# 사뿐히 즈려 밟고 가시옵소서



## Sammo

Hello.🙂

Here is a line from the famous Kim Sowol Poem "Azalea" that was also used in the song of the same name by singer Maya:

_가시는 걸음 놓인 그 꽃을 사뿐히 즈려 밟고 가시옵소서_

Link to the full lyrics of Maya's song.

There are many translations out there for Kim Sowol's poem but the specific question I have is how the tone of this line should be translated.

In some translation they are like this:

_Please step on those flowers lightly as you walk away

At each step of your way, may your gay feet gently tread on those flowers as you go_

and in other translations it's like this:

_With parting steps on those strewn flowers treading lightly, go on, leave. 

Those flowers laying under footsteps, softly step on them and continue on your way_

The big difference I am wondering here is the tone. In translations like in the first set the part about the person leaving is phrased as a description ("as you walk away" or "as you go") but in the others it's translated as a command ("go on, leave" or "softly step on them and continue on your way").

Which tone here is the correct one? Is there actually a "Please" here and that it's like "as you walk away" or "as you go"? Or is it more of a command like in the second set of translations ("go on, leave" or "softly step on them and continue on your way")?


Thanks in advance.


----------



## Tomato potato

Tough question!
If I have to select one, I'll choose the latter.
My feeling is rather 'I'll willingly let you go but you'll have to break my heart completely. How dare you dump me and leave. Leave me if you can."
But most readers may feel it differently. If it's a class exam that I have to select an answer, I'll choose 'Please'.

Anyway, the translation must express the sorrow of to be treaded flower which represents the poet's heart
as well as poet's mind to let him/her go and her/his wish to be with him/her.


----------



## Sammo

Hi, Tomato potato. 🙂

Thanks for replying but I am confused. Here:


Tomato potato said:


> If I have to select one, I'll choose the latter.



when you say "latter" I assume you mean as a command ("go on, leave" or "softly step on them and continue on your way").

But then here:



Tomato potato said:


> If it's a class exam that I have to select an answer, I'll choose 'Please'.



you're saying choosing the other one (phrased as a description ("as you walk away" or "as you go") ).

So which is the accurate one?

And is it actually saying "Please" or is "Please" added as a loose translation?


----------



## CharlesLee

Hello, Sammo

Historically, flower symbolizes women, and the Korea Empire in Korea.

In Joseon, or Choson dynasty, there are 9 grades of flowers.

Kim So-wol's Poem, Azalea, indicates the woman.

The reason why she spreads the flowers on the path is that she wants to bless him and at the same time,

doesn't want him to leave her inwardly. To tread softly or lightly implies that please don't break my heart

as you go away because the flowers are, *figuratively speaking*, the woman.

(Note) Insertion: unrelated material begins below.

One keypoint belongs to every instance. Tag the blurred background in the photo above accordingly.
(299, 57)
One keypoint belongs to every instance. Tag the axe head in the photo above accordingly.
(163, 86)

So on his way, he will leave

physically damage on the flowers, which are the woman, but in fact she will be mentally damaged.

 Personally, in my opinion, I don't like the way to use the verb 'to walk away' in that part.

_'With parting steps on those strewn flowers treading lightly, go on, leave.' It seems right to me.

I would change from 'under footsteps' to 'each step', or remove 'under' using 'footprints'.

In addition, I'm personally thinking about changing from 'treading' to 'tread'_

_because there are the following bare form of the verbs, but it doesn't matter since it's a participial phrase.

It doesn't need to change it. But when changed does it really sound weird? I don't think so. 

It will act as a prepositional phrase with a comma.

Of course you'd like to reorganize the verb again when removing under and using footprints. 

Lee_


----------



## Tomato potato

I like Charles's posting.

If the sentense is not a part of the poem, almost everybody will understand the mood of '~옵소서' as 'Please'.
'~소서', '~하시옵소서', and '~하소서' which are used in literary style contains the meaning of 'Please'.
It's far from commanding.

But sentences used in poem may come differently to every person.
I meant standard translation is likely to be the former but my feeling is more like the latter.

My English is not good enough to feel every hidden nuance of the translations. But I can say there must be something missing in exampled three translations.


----------



## CharlesLee

~소서 is can be expressed in poetry form as well as in biblical passages.

Yes, I agree on that with Tomato potato.

So putting 'please' in front of 'go on' makes it better.

"Please give me power!" = "내게 힘을 주소서!"

Lee,


----------



## CharlesLee

Sammo said:


> Hi, Tomato potato. 🙂
> 
> Thanks for replying but I am confused. Here:
> 
> 
> when you say "latter" I assume you mean as a command ("go on, leave" or "softly step on them and continue on your way").
> 
> But then here:
> 
> 
> 
> you're saying choosing the other one (phrased as a description ("as you walk away" or "as you go") ).
> 
> So which is the accurate one?
> 
> And is it actually saying "Please" or is "Please" added as a loose translation?



Hello,

I gather it wasn't the meaning 'to go on', to continue "on your way"

but rather 'to continue to be in the same situation or relationship'.

Please go on or leave.

She's a strong woman but she will cry like a baby or shed tears if he leaves her behind.

She's not the kind of one who pleads with him not to go to his face but secretly doing with him not to go!

If it was meant to continue on your way, it would merely express her tough characteristics.

I guess you can make it better by putting her strong and tender personality at the same time.

Lee,


----------



## Sammo

So to Tomato potato and CharlesLee, thank you both for helping me. 🙂

Based from what I understood from the both of you, I tried this wording:

_Please tread lightly on those flowers that have been laid on your path and go away_

Do you think that's good?


----------



## Fort Lee

Hi, Sammo, your translation looks very good. If I can add a little more, 
she is saying 'leave me treading lightly on those flowers' and means 'you can leave me. I will not beg you to stay with me. You can leave me treading on those flowers (which is me, my heart, my love) lightly (you don't have to bother leaving me. Your steps can be light, though it still treading my heart) 

She wants him to stay with her so badly. Her heart is being broken. She is just saying he can leave, but her heart will be still treaded, but just saying don't bother.


----------